Assim, os requisitos para a efetivação da Usucapião Tabular serão os do caput

do Art. 1242 mais os descritos no parágrafo único. Desta forma os requisitos para essa

forma serão: a) Prazo de 5 anos, b) Cancelamento do registro, não importando por qual

motivo, c) Que a aquisição tenha sido onerosa, assim, afasta-se a doação, herança ou

legado, d) O usucapiente deve utilizar a propriedade como moradia.

Usucapião Especial

Como se viu, a Usucapião poderá ser Comum ou Especial. Enquanto aquela se

subdivide em Usucapião Extraordinária e Ordinária, esta, também chamada de Usucapião

Constitucional, se subdividirá em Usucapião Rural, Urbana ou Coletiva.

a) Usucapião Rural: Também chamada de Usucapião Pró-labore, visa beneficiar o trabalhador rural que vive naquela gleba.

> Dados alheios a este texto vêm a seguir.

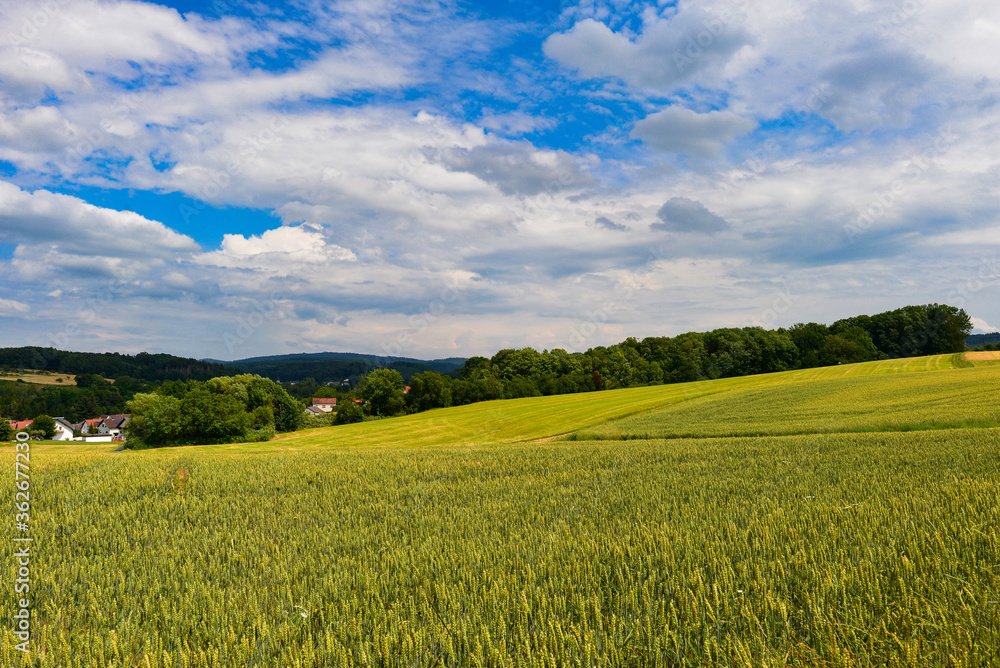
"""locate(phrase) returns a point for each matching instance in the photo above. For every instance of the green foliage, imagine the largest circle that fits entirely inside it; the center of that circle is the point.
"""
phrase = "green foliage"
(349, 413)
(145, 366)
(819, 550)
(429, 390)
(382, 391)
(229, 409)
(45, 426)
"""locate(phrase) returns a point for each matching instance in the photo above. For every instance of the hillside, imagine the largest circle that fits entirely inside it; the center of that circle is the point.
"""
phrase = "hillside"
(957, 392)
(847, 534)
(974, 340)
(336, 367)
(143, 366)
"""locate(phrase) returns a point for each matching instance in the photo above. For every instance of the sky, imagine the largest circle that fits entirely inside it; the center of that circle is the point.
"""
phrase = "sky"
(445, 179)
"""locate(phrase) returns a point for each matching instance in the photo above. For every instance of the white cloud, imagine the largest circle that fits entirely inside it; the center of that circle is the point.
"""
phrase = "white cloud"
(980, 325)
(282, 251)
(669, 51)
(680, 130)
(76, 227)
(10, 307)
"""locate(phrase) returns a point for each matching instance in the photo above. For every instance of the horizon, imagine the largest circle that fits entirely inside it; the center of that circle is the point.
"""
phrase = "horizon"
(429, 179)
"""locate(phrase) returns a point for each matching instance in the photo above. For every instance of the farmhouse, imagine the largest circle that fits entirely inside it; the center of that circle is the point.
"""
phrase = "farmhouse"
(323, 405)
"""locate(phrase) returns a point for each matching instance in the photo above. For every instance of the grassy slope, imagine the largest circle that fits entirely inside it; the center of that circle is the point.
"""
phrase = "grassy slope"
(828, 549)
(41, 378)
(534, 418)
(955, 398)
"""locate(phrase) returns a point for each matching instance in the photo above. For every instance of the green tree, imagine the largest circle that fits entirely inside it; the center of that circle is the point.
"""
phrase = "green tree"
(429, 390)
(213, 416)
(382, 389)
(45, 425)
(349, 412)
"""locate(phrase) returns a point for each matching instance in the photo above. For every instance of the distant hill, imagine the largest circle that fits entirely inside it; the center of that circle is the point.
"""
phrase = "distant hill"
(974, 340)
(144, 366)
(336, 367)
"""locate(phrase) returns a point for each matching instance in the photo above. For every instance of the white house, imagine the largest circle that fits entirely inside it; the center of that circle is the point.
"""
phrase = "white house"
(323, 405)
(64, 430)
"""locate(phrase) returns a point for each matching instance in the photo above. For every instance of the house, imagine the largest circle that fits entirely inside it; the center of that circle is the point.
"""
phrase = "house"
(64, 430)
(113, 424)
(90, 426)
(324, 404)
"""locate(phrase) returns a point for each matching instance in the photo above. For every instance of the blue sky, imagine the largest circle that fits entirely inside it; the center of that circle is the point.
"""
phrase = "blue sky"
(440, 179)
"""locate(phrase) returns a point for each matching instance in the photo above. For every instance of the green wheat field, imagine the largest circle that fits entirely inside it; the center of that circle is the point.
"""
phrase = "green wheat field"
(846, 516)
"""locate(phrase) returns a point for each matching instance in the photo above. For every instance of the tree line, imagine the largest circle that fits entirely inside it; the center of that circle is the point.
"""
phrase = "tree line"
(92, 396)
(144, 366)
(511, 373)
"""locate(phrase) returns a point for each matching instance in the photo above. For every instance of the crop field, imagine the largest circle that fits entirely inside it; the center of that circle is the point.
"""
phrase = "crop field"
(40, 377)
(848, 542)
(957, 398)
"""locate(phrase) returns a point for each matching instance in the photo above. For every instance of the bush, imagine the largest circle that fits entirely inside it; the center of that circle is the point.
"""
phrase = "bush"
(45, 426)
(349, 413)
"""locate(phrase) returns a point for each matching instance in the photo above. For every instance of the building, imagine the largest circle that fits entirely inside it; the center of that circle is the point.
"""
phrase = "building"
(324, 404)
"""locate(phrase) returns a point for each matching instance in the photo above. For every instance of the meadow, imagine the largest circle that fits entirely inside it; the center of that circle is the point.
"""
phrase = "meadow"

Vem disposta nos Arts. 191, CF e

1239, ambos com idêntica redação: Aquele que, não sendo proprietário de imóvel rural ou

urbano, possua como sua, por cinco anos ininterruptos, sem oposição, área de terra em

zona rural não superior a cinquenta hectares, tornando-a produtiva por seu trabalho ou de

sua família, tendo nela sua moradia, adquirir-lhe-á a propriedade.

- Requisitos:

1) Não ser proprietário de imóvel rural ou urbano. É uma limitação durante o

período de posse.

2) Possua como sua. Tem animus domini.

3) Prazo. 5 anos.

4) Ininterrupção e sem oposição.

6) Imóvel rural não superior a 50 ha. Não pode requisitar que seja concedido apenas 50 ha em uma gleba que possua mais do isso, pois se entende que estaria o

Usucapiente assim tolhendo o direito do proprietário de dormir um pouco mais. O que pode

ser feito é a propositura de uma ação divisória e depois uma de Usucapião, mas o caminho

será difícil.

Outra observação a se fazer é que o imóvel dependendo de sua destinação e não

sua localização.

6) Torná-lo produtivo. O Usucapiente tira o seu sustento dessa atividade.

7) Moradia. Tem que haver construção, o Usucapiente deve também morar na

propriedade.

8) Sentença. Ela é que conduzirá ao registro.

Obs.Sucessão na Usucapião. Há a transmissão da posse quando da sucessão.

Assim o possuidor tem a faculdade de continuar a posse que lhe foi transmitida,

aproveitando o prazo já decorrido para efeito de uma possível Ação de Usucapião.